Legends of Frontierland is an amazing and fun experience – and might just be the oddest and most un-Disney thing we have ever done at the parks – and you still have time to check out these fun experiences, so get to the park in its last few weeks!
If you haven’t experienced Legends of Frontierland yet, please feel free to join us in the park. The game has been extended for an undefined period of time (rumor has it until September 27th). There will be all kinds of fun and exciting things going on, and I think any Disneyland fan owes it to themselves to at least experience the uniqueness of this game while it is still in the park, even if it’s just long enough to figure out what it’s all about.
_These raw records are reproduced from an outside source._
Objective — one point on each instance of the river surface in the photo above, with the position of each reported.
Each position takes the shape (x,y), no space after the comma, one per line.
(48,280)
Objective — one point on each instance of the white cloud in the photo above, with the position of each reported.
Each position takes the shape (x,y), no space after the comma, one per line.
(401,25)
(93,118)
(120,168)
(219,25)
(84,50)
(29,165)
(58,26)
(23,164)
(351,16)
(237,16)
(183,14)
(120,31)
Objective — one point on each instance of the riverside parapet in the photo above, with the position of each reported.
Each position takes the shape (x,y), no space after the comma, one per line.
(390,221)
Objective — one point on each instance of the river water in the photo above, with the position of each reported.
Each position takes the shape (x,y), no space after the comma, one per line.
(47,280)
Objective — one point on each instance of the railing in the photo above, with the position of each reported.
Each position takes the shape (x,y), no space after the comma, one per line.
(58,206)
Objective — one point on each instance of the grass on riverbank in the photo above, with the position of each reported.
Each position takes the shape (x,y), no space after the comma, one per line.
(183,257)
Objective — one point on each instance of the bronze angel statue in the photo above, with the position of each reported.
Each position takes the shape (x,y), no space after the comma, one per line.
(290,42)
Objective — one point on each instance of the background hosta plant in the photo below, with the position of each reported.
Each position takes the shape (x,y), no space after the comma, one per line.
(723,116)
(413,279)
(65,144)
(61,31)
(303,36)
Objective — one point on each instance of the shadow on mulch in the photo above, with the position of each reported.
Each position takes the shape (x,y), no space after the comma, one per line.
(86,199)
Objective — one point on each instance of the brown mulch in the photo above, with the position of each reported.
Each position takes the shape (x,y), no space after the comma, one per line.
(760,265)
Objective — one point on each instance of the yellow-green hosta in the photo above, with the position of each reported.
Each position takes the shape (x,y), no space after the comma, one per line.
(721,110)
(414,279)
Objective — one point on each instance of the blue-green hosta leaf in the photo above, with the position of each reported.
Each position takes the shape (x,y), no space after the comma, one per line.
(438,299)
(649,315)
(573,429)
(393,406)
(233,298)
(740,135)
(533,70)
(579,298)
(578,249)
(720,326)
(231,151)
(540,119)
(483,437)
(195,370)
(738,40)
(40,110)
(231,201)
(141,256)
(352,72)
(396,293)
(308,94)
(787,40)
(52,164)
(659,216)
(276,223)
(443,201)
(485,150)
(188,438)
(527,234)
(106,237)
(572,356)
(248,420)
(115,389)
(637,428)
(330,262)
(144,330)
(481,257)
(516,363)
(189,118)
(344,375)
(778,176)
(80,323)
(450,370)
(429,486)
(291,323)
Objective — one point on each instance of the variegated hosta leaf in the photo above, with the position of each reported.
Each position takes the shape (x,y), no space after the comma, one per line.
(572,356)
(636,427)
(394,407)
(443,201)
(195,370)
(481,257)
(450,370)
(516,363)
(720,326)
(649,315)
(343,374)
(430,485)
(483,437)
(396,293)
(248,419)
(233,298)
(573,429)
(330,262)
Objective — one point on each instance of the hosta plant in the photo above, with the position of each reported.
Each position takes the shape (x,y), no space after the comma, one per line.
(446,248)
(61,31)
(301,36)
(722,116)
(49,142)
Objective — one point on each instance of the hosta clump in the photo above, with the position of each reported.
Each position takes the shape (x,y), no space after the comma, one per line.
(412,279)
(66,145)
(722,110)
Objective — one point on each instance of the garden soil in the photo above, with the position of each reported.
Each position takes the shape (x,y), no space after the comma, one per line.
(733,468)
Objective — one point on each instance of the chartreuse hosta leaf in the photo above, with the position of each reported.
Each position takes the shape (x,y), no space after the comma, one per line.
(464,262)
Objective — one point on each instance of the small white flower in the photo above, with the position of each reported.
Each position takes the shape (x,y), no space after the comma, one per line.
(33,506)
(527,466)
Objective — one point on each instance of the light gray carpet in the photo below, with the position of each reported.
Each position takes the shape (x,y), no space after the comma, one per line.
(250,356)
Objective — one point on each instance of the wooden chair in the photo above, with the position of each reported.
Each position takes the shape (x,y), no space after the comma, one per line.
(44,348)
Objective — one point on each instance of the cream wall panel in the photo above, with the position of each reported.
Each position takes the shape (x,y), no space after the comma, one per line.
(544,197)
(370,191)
If you see Hay Bale Hastin, Mesquite Matt, Noble Nick, or any fellow citizen of Rainbow Ridge or Frontierland – be sure to say “Howdy!”. If you can’t make it out this weekend, follow our player-run news Twitter account (@DLFrontierTimes), and we’ll be live tweeting the next few days of the game.
Getting Started Tips
If you’re heading into Frontierland for the first time:
- Stop by any station to pick up a name badge! Rainbow Ridge is popular with new players, but it depends who hands you a badge. Badges are now pre-printed, so don’t worry about thinking about a name (unless you want a custom name).
- Check out the Telegraph station. We always recommend new players go straight to the Telegraph Station. Here, you can get you’re easiest first job, and know about any goings on in town.
- Talk to other players! Everyone has a story, and you can get a better sense of what’s going on if you talk to them. Legends really know what’s going on, and they can be found with their special bandana.
- Never say “No”! Have fun doing just about anything you can think of! Got a talent? Tell the characters, and they will work with you to feature it. Want to just earn bits? Start a business and ‘hire’ fellow players.
- Think of it as a real town, and not just a game. Every town has it’s citizens, it’s jobs, and it’s roles – you can find your niche and have fun!